There isn’t a known cause for Raynaud’s phenomenon, but researchers believe it is usually part of an underlying disease like scleroderma, lupus, rheumatoid arthritis or atherosclerosis. Some believe it’s caused by certain medications, habits like smoking or experiencing frostbite. One theory holds that those who constantly use vibrating power tools can acquire the condition.

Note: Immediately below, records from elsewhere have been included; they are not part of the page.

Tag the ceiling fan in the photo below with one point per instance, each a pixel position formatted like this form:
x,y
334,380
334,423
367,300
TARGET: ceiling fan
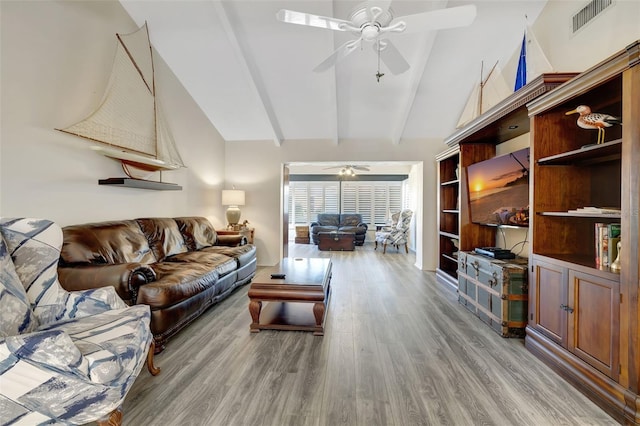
x,y
370,21
349,169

Most of the time, Reynaud’s is triggered by coming into contact with cold conditions. Those who have the disease are subject to the body restricting blood flow to the skin instead of opening the blood vessels to the inside parts of the body to keep them warm. Stress can worsen the condition.

It’s believed that 3 to 5 percent of the world’s population has Raynaud’s phenomenon. If you narrow it down to groups most likely to experience it, like women ages 15 to 40, Raynaud’s may affect as many as 15 percent of that group. Most of them have primary Raynaud’s, which means there’s no cause like lupus. The rest are considered secondary Raynaud’s subjects, in which the symptoms are just a part of the other aforementioned diseases.


Symptoms of Raynaud's

Raynaud’s phenomenon sufferers will feel extreme cold in their extremities, which sometimes turn white or blue during an attack. Gradually, as blood flow resumes, the extremities will turn red, and sufferers will feel pain. In some cases, the ears and nose may experience an attack.

Raynaud’s can strike people at any age, but most acquire the condition before the age of 30, and most of the victims are women. Those who live in colder climates are more susceptible.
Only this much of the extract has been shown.